Does that mean the need for security decreases? Not at all, and quite the opposite since statistically crime rates rise in periods of recession, therefore security is more important than ever.

Simply put for the end-users, regardless of their activities, recession means that budgets must be revised, reshuffled to focus on core activities as companies try to limit the damage incurred on their growth. Obviously, security is rarely seen as a productivity tool but more as an optional insurance to increase business resilience. Security related budgets are therefore embedded as part of any business operational routine.

Given that context, and as a member of the surveillance industry, we surely need to approach the problem of budget restriction for security using a disruptive approach.

In a surveillance project, the common rule is that the share for IT equipment (servers and storage) is between 20% to 30% of the investment, if not more. What is less known is that server-class equipment is designed to last between 6 to 10 years where the actual warranty proposed by vendors is usually three years extendable to five years. According to a leading analyst firm’s report, the potential life-span of servers is between 7-10 years (typically six years for rack servers and up to 10 years for integrated systems). This is “up to three times longer than the typical replacement cycle for servers and storage arrays.”

Limiting the warranty (and consequently the real life span) to a certain duration is a way to fuel the planned obsolescence and to force end-users to refresh their existing equipment. It is great when the budget to replace out-of-warranty equipment is compatible with the economic context, it becomes more problematic when a chief financial officer (CFO) decides rightly to suspend investment in a surveillance project.

Some economic pioneers are rightly preaching for a circular economy which is an alternative to the traditional linear economy (make, use, dispose) in which resources are kept in use for as long as possible, extracting the maximum value from them whilst in use, then recover and regenerate products and materials at the end of each service life. Such a circular economy is seen as our next economic model in an expected resource scarce world where integrated service-based IT companies will ensure products perform and last longer with an increased customer relationship, thus increased satisfaction.

How can it be implemented for a surveillance project?

There is a very good chance that customers already have a surveillance infrastructure with existing servers and storage in place. These servers could have been stamped as obsolete by VMS (video management system) calculators for lack of CPU power or storage capacity. However, they are an excellent base for building blocks in a hyper-converged infrastructure.

A hyper-converged, or software defined infrastructure focused on surveillance, such as CAPS-OS by Capsule Software, thanks to optimisation of the I/O flow for video streams, offers a gain of performance of between 30% to 40% compared to a native implementation on the same server hardware configuration.

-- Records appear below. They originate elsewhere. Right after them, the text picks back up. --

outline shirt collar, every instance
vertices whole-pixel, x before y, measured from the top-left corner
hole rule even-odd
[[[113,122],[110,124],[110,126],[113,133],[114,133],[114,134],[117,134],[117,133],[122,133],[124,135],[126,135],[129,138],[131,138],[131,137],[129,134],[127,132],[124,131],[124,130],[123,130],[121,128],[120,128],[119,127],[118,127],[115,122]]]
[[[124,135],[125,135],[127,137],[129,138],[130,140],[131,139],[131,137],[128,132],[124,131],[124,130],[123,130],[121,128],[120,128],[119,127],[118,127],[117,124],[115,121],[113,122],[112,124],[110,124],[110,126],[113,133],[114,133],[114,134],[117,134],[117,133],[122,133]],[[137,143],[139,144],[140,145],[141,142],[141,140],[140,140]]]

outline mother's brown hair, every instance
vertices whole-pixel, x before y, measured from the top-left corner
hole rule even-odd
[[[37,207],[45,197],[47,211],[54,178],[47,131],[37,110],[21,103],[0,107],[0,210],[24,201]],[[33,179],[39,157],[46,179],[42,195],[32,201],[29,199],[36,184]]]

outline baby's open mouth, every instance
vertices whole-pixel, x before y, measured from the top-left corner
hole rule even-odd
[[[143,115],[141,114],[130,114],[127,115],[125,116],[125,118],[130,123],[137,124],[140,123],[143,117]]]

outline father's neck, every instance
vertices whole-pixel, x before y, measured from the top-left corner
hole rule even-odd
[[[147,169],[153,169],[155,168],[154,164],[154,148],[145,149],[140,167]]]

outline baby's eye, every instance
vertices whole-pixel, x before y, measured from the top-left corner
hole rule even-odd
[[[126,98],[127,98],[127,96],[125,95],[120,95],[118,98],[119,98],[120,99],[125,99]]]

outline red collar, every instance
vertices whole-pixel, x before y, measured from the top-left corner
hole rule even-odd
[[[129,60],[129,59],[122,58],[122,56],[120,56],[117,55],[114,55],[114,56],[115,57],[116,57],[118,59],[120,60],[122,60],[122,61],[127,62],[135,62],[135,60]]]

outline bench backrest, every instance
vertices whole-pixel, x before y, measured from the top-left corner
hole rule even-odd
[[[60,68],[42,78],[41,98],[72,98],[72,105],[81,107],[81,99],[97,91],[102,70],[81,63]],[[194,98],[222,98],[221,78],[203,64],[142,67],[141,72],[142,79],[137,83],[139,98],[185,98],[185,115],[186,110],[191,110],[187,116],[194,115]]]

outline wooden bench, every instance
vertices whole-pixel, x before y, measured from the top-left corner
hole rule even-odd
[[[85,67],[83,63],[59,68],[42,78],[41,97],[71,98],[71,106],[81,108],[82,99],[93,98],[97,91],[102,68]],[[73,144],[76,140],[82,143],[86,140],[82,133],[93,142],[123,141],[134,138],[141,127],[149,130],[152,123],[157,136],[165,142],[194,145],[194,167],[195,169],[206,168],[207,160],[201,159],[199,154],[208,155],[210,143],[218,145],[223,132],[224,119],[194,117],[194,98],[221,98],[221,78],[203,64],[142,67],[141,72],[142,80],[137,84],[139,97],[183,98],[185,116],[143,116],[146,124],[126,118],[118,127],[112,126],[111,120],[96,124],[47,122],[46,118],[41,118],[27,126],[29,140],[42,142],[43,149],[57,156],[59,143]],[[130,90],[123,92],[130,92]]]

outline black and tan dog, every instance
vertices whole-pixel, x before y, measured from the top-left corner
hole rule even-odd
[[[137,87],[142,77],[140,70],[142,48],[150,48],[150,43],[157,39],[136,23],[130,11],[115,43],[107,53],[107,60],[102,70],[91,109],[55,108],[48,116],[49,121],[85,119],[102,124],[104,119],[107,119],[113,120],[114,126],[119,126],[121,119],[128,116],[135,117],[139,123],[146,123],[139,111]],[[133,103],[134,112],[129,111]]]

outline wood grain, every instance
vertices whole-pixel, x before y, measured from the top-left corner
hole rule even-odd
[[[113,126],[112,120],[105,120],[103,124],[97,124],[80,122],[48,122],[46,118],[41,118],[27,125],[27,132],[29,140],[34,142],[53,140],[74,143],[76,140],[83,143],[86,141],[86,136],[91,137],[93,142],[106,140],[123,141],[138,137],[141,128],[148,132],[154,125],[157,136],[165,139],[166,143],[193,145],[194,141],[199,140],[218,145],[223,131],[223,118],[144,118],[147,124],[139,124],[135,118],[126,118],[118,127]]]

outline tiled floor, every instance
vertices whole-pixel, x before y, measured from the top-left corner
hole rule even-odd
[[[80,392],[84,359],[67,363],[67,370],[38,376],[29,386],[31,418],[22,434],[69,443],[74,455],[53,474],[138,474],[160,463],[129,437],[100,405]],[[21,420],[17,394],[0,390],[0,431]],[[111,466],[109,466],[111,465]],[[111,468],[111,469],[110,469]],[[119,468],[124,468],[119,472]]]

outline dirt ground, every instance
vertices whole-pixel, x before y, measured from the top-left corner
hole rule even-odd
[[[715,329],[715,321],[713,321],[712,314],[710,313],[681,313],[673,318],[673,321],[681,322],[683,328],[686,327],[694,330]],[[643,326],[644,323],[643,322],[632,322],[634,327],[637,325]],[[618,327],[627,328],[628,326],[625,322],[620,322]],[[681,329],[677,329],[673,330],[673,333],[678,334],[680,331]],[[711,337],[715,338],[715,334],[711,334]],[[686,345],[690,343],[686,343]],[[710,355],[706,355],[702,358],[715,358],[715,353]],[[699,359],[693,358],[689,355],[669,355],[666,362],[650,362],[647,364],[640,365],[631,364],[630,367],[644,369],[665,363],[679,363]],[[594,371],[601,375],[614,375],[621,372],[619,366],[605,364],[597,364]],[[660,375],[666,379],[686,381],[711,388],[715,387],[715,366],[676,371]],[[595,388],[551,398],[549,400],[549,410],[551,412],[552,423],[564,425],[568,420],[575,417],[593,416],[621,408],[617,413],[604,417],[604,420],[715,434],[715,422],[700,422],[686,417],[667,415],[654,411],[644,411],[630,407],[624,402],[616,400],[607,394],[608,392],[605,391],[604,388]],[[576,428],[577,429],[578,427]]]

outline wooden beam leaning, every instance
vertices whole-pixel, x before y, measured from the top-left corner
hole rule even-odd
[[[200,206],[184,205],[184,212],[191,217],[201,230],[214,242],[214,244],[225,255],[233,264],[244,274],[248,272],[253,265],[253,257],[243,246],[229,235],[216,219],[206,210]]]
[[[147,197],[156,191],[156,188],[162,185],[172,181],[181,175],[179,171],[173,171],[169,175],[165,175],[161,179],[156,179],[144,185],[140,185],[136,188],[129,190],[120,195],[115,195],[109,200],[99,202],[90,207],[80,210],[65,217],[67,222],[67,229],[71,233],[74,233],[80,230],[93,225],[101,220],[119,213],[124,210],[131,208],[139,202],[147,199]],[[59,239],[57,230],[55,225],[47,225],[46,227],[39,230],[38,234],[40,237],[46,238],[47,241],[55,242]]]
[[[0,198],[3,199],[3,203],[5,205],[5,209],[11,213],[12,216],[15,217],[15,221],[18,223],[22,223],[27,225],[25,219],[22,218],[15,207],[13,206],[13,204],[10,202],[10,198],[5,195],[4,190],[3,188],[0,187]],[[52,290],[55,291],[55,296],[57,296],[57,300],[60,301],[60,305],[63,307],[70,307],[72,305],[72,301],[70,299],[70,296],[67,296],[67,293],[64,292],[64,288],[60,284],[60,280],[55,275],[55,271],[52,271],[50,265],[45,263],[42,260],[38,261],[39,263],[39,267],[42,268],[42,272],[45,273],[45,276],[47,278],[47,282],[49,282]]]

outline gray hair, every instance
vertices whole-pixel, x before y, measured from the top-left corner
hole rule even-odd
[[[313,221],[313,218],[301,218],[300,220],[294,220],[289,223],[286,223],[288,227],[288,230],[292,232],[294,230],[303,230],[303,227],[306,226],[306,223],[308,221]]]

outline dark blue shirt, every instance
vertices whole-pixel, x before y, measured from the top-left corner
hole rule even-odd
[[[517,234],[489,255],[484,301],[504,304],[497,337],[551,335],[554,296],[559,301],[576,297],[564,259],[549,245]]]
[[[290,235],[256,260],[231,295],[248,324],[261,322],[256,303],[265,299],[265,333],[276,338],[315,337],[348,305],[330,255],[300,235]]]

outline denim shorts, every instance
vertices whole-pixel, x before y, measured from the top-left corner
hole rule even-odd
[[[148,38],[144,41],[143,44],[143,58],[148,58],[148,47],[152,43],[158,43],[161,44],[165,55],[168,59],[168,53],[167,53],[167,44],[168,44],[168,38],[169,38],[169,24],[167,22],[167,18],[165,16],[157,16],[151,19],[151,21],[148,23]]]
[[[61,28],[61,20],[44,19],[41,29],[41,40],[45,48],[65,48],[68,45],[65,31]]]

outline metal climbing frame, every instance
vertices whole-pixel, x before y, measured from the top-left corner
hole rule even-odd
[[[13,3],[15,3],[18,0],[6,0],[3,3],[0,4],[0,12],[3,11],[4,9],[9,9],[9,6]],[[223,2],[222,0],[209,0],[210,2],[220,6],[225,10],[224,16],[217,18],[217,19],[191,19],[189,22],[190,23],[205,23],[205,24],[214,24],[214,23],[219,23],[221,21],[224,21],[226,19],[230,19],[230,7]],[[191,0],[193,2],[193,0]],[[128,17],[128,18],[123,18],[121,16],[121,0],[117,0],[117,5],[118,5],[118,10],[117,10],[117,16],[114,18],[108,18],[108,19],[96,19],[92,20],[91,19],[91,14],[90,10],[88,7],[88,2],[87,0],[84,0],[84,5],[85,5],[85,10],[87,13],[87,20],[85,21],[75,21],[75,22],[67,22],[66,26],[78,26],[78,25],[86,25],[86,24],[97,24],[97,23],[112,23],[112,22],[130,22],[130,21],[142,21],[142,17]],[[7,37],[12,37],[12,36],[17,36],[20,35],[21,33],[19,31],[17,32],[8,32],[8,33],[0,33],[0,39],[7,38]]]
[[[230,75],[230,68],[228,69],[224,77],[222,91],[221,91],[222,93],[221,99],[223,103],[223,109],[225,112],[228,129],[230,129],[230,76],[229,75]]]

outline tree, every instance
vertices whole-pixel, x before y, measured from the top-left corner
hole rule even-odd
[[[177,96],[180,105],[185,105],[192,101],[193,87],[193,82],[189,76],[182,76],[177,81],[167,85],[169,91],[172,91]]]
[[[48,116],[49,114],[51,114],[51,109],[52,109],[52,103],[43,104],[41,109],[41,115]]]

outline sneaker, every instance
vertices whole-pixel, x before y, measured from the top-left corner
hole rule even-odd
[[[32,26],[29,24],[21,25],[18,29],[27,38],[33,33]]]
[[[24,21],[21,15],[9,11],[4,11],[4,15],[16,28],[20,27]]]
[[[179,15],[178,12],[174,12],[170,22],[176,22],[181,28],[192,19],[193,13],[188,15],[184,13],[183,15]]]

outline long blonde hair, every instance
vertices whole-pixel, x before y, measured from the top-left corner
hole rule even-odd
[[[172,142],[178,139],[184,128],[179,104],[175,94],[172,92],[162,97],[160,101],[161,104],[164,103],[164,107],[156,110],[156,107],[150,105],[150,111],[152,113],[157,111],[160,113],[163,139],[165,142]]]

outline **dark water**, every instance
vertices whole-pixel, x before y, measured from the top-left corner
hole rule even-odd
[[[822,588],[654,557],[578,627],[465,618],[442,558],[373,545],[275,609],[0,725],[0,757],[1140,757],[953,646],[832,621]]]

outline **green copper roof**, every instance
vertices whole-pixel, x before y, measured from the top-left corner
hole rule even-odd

It allows organisations to re-purpose a server by partitioning it into multiple virtual machines with dedicated roles such as access control, asset tracking, LPR and so on. Where storage is concerned, even a 10-year-old storage array either using SAS or SATA drives is still compatible with the latest SATA drives of 8, 10 or 12 terabytes. Coupled with a software-defined storage layer, this legacy storage will perfectly fulfil the needs of the modern surveillance infrastructure in term of performance and data security.

Software-defined storage has been proven to be much more efficient than native hardware storage, and it reduces the number of hardware storage units you need to maintain and replace. Nowadays, the idea of re-purposing an existing IT infrastructure is extremely seducing, completely seamless and possible thanks to software defined infrastructure. Adopting such strategy will increase any business’s resilience, strengthen equipment performance and enable decision-makers to enhance their investments. Entering the circular economy presents many advantages to the surveillance market.